Im Gegensatz zum Vorjahr erwartet Leclerc keine Performance-Ausreißer mehr. Ferrari war zwar auf extrem schnellen Kursen wie Monza oder auf extrem langsamen wie Singapur konkurrenzfähig, dafür erlebte man auf anderen Strecken ein böses Erwachen.

Ferrari: 2024 keine Performance-Schwankungen mehr

"Wir sollten dieses Jahr mit unserer Konkurrenzfähigkeit ziemlich konstant sein. Natürlich hat man etwas mehr Probleme an einem Wochenende, wenn man das Setup nicht hinbekommen. Aber ich wäre überrascht, wenn einige Strecken viel besser oder schlechter wären als andere - denn unser Paket ist viel stärker", so Leclerc.

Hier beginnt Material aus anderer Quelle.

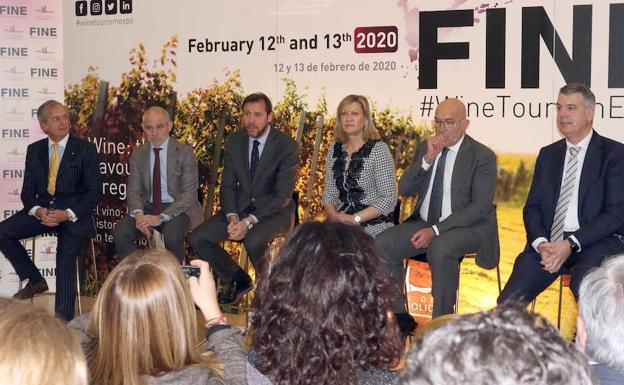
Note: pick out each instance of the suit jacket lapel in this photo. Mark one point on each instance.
(243, 147)
(43, 157)
(172, 150)
(591, 168)
(558, 162)
(144, 158)
(459, 168)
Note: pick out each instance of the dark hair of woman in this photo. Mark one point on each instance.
(322, 312)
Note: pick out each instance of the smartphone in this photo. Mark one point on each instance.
(191, 271)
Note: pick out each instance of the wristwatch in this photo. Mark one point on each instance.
(573, 245)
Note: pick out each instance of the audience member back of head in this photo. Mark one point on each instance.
(38, 349)
(503, 346)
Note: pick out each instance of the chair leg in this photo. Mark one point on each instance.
(457, 294)
(93, 260)
(78, 287)
(560, 300)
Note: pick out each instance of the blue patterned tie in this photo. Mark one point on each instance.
(437, 191)
(565, 195)
(255, 157)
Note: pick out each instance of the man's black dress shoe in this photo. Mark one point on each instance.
(29, 290)
(240, 284)
(406, 323)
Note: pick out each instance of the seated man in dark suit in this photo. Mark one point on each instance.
(61, 188)
(161, 194)
(454, 177)
(574, 213)
(600, 323)
(259, 173)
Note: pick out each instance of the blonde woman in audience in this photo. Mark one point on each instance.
(38, 349)
(360, 179)
(143, 327)
(321, 315)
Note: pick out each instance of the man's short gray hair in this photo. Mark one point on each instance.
(589, 99)
(601, 306)
(506, 345)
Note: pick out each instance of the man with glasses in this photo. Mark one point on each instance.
(162, 188)
(61, 188)
(454, 178)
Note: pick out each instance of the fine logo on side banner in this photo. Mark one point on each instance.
(99, 7)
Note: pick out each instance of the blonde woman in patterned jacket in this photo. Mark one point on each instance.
(360, 178)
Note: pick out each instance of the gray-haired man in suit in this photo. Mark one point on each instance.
(259, 173)
(61, 187)
(162, 188)
(454, 177)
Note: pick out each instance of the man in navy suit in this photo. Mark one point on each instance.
(259, 173)
(61, 188)
(574, 213)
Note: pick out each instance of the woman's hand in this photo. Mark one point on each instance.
(204, 291)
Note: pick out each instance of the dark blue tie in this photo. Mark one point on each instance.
(437, 191)
(255, 157)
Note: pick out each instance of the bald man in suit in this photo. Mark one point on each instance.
(454, 178)
(163, 194)
(259, 173)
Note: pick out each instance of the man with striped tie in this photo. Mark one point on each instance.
(61, 188)
(574, 213)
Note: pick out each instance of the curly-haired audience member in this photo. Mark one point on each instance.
(506, 345)
(143, 327)
(600, 323)
(321, 315)
(38, 349)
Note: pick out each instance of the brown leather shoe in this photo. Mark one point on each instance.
(29, 290)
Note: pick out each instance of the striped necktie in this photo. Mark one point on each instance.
(53, 171)
(565, 195)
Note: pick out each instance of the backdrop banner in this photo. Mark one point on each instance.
(506, 60)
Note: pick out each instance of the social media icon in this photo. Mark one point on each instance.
(110, 7)
(125, 6)
(81, 8)
(96, 7)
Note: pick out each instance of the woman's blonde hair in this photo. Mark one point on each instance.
(37, 348)
(144, 321)
(370, 132)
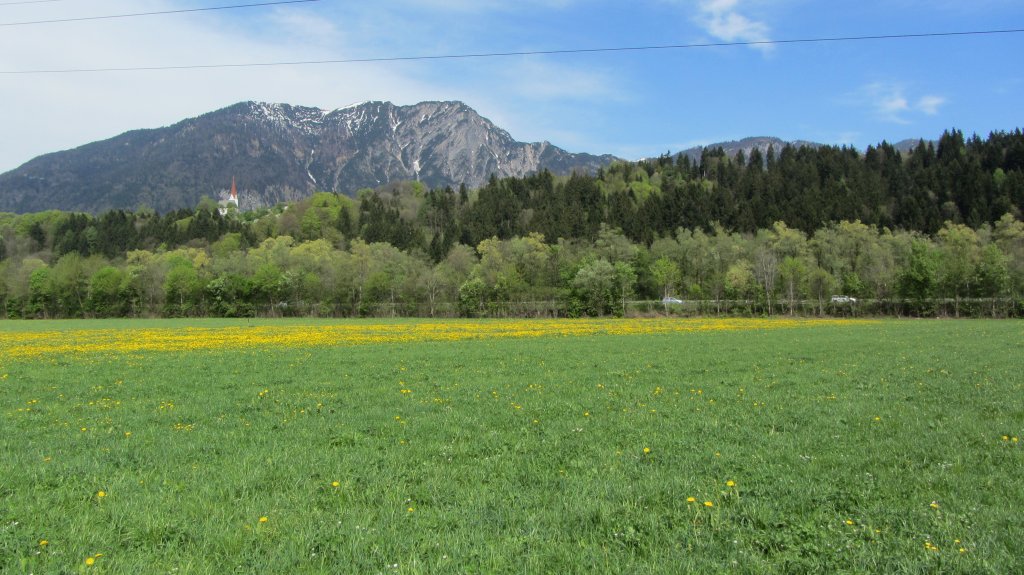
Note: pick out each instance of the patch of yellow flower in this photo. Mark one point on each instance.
(29, 345)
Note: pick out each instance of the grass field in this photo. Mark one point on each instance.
(666, 446)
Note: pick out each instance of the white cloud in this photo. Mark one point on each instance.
(722, 19)
(890, 102)
(930, 104)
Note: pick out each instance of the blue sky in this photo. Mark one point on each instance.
(633, 104)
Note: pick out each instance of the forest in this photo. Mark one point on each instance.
(933, 230)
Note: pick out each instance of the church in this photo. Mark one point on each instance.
(231, 204)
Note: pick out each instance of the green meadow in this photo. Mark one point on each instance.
(881, 447)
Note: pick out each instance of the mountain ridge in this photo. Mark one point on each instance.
(282, 152)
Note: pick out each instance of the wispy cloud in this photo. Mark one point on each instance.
(724, 20)
(931, 104)
(890, 102)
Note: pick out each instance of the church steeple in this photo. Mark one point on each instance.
(232, 200)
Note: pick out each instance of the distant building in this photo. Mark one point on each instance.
(231, 204)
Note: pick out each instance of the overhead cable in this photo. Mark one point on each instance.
(523, 52)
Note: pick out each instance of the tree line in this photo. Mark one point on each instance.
(933, 230)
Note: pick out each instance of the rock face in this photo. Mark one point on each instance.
(282, 152)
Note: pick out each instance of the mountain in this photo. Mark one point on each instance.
(282, 152)
(747, 145)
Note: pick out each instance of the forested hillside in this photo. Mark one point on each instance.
(934, 230)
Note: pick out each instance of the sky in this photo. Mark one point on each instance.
(635, 103)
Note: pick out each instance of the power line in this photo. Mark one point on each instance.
(181, 11)
(528, 52)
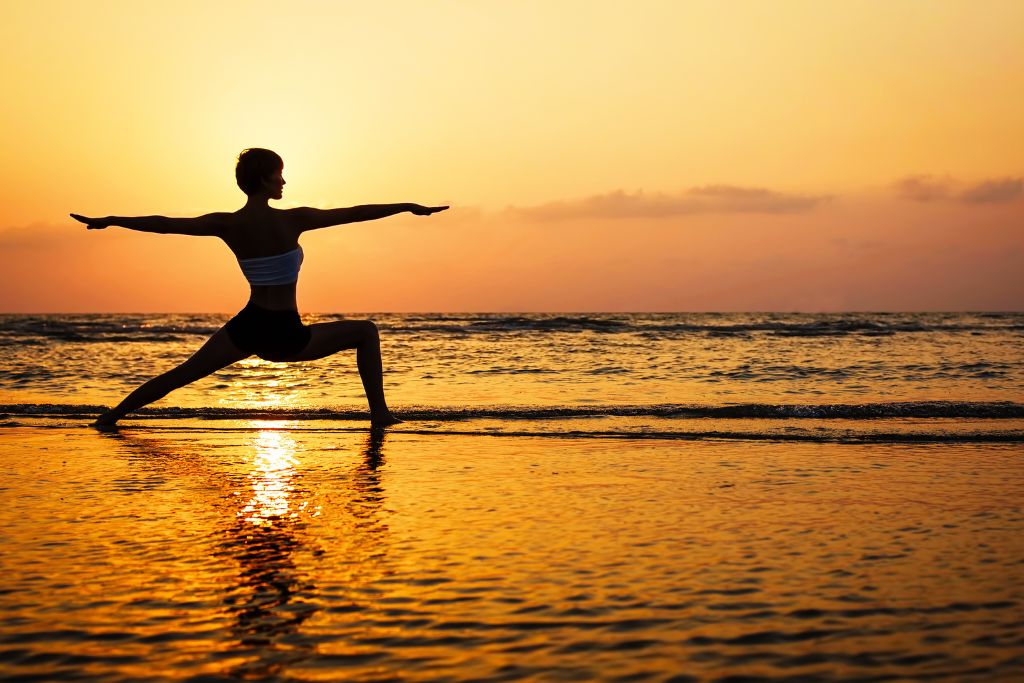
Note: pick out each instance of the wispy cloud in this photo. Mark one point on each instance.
(707, 199)
(990, 191)
(927, 188)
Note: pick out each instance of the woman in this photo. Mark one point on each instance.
(266, 243)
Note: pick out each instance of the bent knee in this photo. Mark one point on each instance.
(369, 330)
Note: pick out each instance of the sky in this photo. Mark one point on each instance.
(599, 156)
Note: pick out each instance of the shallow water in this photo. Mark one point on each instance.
(275, 551)
(544, 359)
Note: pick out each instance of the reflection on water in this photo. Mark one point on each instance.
(272, 470)
(270, 551)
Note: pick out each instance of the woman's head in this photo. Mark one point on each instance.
(255, 167)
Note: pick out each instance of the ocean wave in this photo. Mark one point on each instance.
(884, 411)
(94, 328)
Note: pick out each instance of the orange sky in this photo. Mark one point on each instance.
(598, 156)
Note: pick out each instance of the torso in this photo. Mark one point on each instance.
(253, 233)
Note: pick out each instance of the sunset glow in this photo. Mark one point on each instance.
(598, 156)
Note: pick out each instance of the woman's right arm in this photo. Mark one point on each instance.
(306, 218)
(210, 224)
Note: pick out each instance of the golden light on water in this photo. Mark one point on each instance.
(274, 467)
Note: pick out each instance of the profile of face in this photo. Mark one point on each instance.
(274, 184)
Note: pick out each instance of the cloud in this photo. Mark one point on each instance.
(707, 199)
(990, 191)
(928, 188)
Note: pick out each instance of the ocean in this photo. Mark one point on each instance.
(654, 497)
(888, 376)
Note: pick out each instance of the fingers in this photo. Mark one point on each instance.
(90, 223)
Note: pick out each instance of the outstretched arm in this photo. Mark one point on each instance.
(209, 224)
(309, 219)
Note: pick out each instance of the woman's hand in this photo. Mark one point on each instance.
(93, 223)
(425, 210)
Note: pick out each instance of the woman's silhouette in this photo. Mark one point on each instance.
(265, 242)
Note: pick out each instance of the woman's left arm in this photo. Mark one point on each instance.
(210, 224)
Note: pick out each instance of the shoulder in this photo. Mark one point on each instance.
(302, 218)
(215, 222)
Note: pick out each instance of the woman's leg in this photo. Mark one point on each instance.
(330, 338)
(218, 351)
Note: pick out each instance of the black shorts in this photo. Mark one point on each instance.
(272, 335)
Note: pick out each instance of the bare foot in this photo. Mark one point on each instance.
(383, 421)
(107, 420)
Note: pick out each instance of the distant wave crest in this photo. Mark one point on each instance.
(920, 410)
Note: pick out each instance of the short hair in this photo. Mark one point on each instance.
(255, 165)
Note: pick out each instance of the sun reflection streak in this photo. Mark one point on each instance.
(274, 467)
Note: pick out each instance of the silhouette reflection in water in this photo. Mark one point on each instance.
(265, 532)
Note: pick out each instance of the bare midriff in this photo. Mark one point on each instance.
(274, 297)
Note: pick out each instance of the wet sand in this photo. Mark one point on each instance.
(260, 551)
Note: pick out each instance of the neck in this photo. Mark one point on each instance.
(257, 202)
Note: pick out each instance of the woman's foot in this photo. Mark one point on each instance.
(384, 420)
(108, 419)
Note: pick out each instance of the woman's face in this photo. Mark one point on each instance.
(275, 184)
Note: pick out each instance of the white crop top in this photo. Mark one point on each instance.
(276, 269)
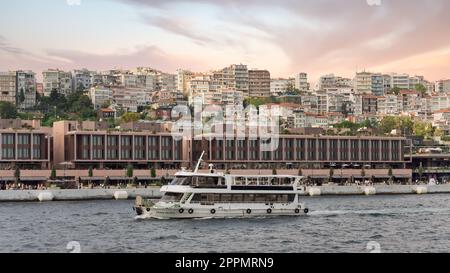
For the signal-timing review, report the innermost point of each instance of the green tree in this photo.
(423, 129)
(53, 173)
(107, 181)
(129, 171)
(421, 88)
(390, 172)
(7, 110)
(421, 171)
(130, 117)
(395, 91)
(90, 172)
(21, 96)
(106, 104)
(17, 175)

Viel stärker, aber eben nicht stark genug. Während Verstappen im Qualifying in Reichweite ist, geht die Schere im Rennen erneut auseinander. Aber aus anderen Gründen als noch vor einem Jahr: "Wir haben schon letztes Jahr am Ende einen Schritt beim Reifenabbau gemacht. Wir müssen dort noch mehr machen, aber das ist derzeit nicht das Problem. Uns fehlt schlicht die Pace. Sobald wir mit mehr Benzin fahren, verlieren wir mehr als Red Bull. "

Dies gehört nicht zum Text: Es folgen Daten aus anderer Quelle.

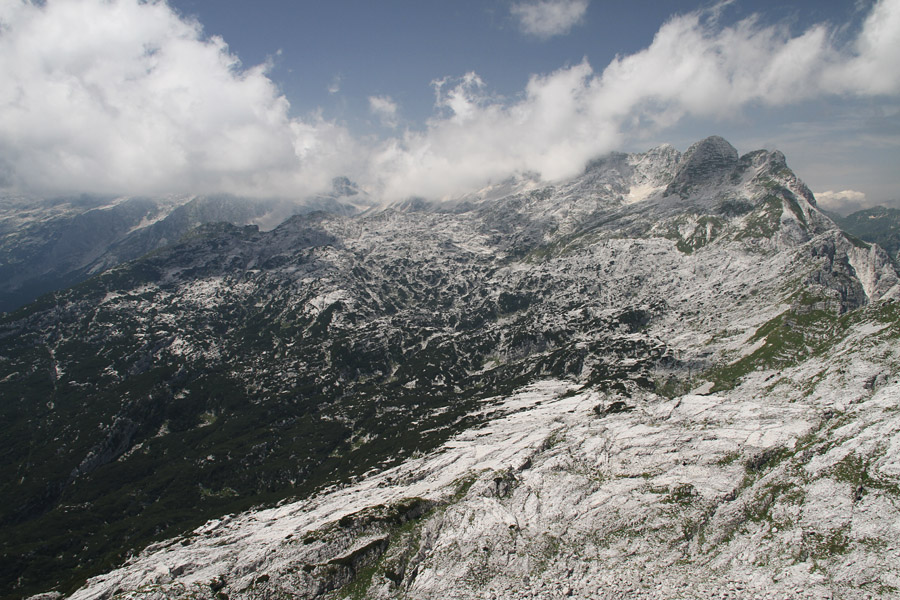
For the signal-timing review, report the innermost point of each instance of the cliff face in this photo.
(669, 377)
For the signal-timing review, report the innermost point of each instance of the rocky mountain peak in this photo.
(704, 162)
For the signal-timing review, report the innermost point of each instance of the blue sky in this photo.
(275, 97)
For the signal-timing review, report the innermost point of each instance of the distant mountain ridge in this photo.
(665, 377)
(46, 245)
(878, 225)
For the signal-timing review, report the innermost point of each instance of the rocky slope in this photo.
(878, 225)
(669, 377)
(50, 244)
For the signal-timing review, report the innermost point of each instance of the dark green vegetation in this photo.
(137, 405)
(239, 368)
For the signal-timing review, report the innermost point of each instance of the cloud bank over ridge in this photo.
(129, 97)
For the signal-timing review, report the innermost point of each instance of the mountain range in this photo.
(671, 376)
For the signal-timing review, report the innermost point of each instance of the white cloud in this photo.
(125, 96)
(844, 202)
(335, 86)
(693, 68)
(548, 18)
(385, 109)
(112, 96)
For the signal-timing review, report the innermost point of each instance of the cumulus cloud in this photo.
(385, 109)
(694, 67)
(844, 202)
(127, 96)
(547, 18)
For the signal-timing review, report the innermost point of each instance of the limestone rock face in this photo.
(669, 377)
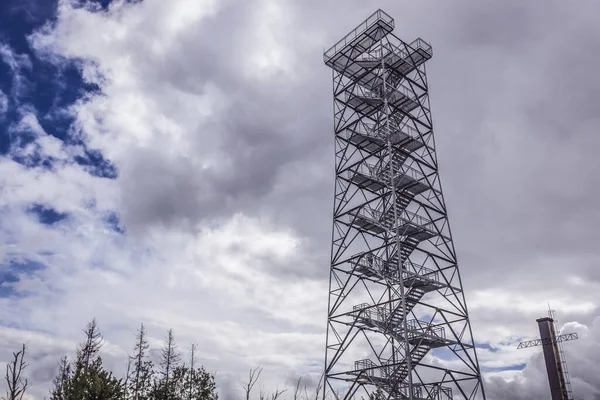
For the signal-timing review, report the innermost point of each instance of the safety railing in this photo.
(377, 16)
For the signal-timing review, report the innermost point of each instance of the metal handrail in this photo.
(418, 328)
(420, 220)
(419, 43)
(362, 27)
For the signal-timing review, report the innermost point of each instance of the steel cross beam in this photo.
(547, 341)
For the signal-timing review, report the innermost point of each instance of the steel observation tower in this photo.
(398, 326)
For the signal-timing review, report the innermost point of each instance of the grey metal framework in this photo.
(398, 326)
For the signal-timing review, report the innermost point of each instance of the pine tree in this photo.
(199, 384)
(166, 386)
(140, 378)
(62, 381)
(88, 380)
(202, 385)
(101, 384)
(89, 349)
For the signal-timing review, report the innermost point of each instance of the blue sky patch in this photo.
(11, 274)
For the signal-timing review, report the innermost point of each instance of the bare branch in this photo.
(297, 389)
(252, 379)
(17, 385)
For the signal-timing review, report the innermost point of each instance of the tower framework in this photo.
(398, 326)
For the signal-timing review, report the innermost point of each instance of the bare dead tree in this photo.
(17, 384)
(277, 394)
(252, 379)
(297, 389)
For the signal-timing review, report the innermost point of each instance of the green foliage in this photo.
(87, 379)
(141, 377)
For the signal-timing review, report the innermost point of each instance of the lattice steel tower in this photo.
(398, 326)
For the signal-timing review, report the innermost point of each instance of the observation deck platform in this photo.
(367, 102)
(354, 56)
(412, 275)
(377, 177)
(373, 138)
(409, 224)
(388, 378)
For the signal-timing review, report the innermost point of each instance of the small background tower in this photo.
(554, 356)
(396, 298)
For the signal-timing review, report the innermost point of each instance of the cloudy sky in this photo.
(171, 163)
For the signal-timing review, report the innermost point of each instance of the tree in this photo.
(62, 381)
(88, 380)
(140, 378)
(253, 377)
(166, 386)
(89, 349)
(14, 376)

Die schnellste Rennrunde, die Leclerc in der letzten Runde in Jeddah fuhr, verzerrt das Bild etwas. "Wir hatten DRS auf einer Geraden. Es war eine richtig gute Runde, aber ich habe die letzten 15 Runden nicht mehr richtig gepusht, um meine Reifen für die schnellste Rennrunde aufzusparen - und das hat funktioniert", erklärt der 26-Jährige.

"Wir sprechen im Renntrimm über etwa vier Zehntelsekunden - das ist noch immer signifikant", räumt er ein. "Aber ich bin optimistisch. Ich schaue nicht auf den Abstand, ich blicke auf die Gesamtsituation des Teams. Die Arbeitsweise und unsere Ideen, wie wir uns verbessern, geben mir das Vertrauen, dass wir sie auf manchen Strecken mehr unter Druck setzen können. Aber für den Moment ist der Rückstand zu groß, um unter normalen Umständen gewinnen zu können."

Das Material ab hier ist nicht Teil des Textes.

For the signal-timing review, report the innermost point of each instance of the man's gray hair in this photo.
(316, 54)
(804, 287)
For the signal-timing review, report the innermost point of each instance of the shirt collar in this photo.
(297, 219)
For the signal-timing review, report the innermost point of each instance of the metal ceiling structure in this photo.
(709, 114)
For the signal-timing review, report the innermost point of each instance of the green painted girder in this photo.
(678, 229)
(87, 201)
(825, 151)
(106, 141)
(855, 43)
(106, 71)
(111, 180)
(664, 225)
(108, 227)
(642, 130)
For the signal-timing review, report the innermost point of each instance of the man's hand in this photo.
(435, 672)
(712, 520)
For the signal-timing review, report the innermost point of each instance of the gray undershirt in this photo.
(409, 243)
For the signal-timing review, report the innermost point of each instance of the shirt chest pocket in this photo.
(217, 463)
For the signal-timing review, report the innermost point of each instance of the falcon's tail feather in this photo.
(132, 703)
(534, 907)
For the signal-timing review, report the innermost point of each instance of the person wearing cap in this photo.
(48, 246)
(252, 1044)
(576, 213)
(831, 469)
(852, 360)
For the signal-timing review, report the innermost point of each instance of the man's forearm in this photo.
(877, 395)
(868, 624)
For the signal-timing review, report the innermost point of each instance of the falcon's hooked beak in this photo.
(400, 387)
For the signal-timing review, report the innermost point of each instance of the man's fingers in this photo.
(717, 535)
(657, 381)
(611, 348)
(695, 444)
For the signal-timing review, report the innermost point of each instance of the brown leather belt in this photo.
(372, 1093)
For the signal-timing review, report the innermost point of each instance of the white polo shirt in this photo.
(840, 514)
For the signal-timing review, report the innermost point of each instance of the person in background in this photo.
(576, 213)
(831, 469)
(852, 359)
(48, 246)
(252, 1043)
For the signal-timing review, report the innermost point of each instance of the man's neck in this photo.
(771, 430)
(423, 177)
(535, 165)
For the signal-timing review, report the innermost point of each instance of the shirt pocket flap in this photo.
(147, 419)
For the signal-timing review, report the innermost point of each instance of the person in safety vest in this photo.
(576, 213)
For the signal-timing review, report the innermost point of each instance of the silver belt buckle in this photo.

Ein Grund für den Ferrari-Aufschwung ist Teamchef Fred Vasseur. "Für ihn ist es wichtig, klare Ideen zu haben und zu wissen, wo das Hauptaugenmerk für das Team liegen muss, um sich zu verbessern. An einem Wochenende könnte man über 1000 Dinge optimieren, aber man muss sich auf drei davon und nicht auf 20 fokussieren. Fred war sehr klar darin, in welche Richtung es gehen muss und das zahlt sich nun aus", lobt Leclerc.